Recently a dear friend emailed me this:
“I think you should write about visions or “dreams,” that have absolutely no possibility of content based on any prior experience. Where do these things come from? I experience them regularly, and I’ll bet that most people do, too.
I can tell you that I had a vivid Technicolor dream of the Virgin, with blaring music and sounds and tongues never before heard or experienced in all of my 61 years. I can also relate a conscious (awake) vision of “strings” in the sky on the horizon that connected the clouds with the trees. I followed the “strings” to the ground that connected me to the earth and to my partner. No drugs or alcohol involved. If these things happen to me, especially the dreams untied to any life experience, then they can happen to others with regularity. Of this, I am sure.”
My friend’s question prompted me to think if I’ve had encounters that met his criteria. One dream experience stands out: participating in what I call the “celestial choir.”

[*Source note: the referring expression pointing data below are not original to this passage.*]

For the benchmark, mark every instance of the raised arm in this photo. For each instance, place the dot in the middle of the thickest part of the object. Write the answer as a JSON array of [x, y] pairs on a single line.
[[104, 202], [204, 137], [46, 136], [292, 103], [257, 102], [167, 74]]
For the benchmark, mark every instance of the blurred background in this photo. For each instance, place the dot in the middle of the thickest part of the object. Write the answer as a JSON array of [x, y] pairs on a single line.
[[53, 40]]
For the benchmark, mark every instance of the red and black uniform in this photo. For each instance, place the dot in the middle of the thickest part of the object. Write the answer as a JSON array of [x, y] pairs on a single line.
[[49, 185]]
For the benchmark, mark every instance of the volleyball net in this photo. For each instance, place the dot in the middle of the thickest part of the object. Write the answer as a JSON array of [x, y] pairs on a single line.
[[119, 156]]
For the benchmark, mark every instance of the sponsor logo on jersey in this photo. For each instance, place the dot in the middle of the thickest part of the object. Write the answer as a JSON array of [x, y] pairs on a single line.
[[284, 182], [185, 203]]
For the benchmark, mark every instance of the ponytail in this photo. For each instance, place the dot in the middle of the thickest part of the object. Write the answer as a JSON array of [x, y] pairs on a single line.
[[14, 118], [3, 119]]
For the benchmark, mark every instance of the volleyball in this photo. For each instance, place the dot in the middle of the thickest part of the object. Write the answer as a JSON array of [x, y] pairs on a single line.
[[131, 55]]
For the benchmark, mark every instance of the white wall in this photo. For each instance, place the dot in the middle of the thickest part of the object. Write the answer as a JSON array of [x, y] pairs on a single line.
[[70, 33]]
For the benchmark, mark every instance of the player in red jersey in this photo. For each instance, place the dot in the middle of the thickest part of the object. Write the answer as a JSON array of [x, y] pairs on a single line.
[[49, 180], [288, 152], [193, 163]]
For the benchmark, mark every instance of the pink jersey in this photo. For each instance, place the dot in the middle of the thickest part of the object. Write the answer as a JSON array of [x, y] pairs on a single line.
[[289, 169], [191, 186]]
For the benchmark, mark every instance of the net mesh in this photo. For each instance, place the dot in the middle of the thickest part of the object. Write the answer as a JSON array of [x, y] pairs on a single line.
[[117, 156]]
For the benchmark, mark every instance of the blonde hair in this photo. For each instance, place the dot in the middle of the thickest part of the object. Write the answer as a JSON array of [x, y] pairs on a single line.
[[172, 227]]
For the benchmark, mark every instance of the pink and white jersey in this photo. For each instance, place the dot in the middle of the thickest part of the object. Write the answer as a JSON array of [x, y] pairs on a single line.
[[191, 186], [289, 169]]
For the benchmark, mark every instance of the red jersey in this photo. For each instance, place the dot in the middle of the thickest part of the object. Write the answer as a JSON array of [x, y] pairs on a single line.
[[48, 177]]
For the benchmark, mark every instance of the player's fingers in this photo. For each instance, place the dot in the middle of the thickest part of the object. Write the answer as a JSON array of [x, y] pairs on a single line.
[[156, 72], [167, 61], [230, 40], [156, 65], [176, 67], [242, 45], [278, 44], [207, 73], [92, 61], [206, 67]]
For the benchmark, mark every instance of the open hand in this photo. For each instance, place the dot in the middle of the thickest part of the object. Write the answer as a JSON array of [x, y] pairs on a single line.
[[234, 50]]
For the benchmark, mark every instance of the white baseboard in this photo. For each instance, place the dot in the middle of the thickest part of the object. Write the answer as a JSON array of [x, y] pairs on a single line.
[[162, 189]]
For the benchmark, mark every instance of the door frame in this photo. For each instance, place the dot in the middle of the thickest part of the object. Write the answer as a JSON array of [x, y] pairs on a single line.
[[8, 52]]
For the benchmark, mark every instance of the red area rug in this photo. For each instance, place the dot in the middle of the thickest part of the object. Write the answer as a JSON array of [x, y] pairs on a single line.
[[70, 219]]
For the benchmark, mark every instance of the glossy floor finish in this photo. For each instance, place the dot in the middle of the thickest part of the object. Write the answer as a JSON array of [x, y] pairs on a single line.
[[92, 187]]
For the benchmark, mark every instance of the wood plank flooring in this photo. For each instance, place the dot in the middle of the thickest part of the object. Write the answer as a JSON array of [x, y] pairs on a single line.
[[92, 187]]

In this dream, which I have had on two occasions, I am part of a universal choir that is singing creation into being. I feel unbounded awe as the music, which is a living entity, moves through us at the same time we are singing it. The sense of communion, the sheer delight, is nothing short of ecstasy.
Gone is the self-consciousness I usually feel when singing in public. I’m the guy who was told by a parishioner after a Sunday service, “Paul, during hymns you might want to turn your microphone off.” Ouch!
In the celestial choir, we are all facing in the same direction, as if singing to something or someone else and that “other” is returning and enhancing our collective, infinitely complex, harmonies. Our voices intertwine, reverberate, and dance in echoes of reflected, unconditional love. Our song transcends words as it touches the very core of being. It is joy, unfettered and complete.
My friend’s question is a great one: Where do these phenomena come from if they are not products of our waking experience?
We tend to think that our five senses communicate to us the world, as it actually exists. But we forget that perception is moderated by unspoken cultural values.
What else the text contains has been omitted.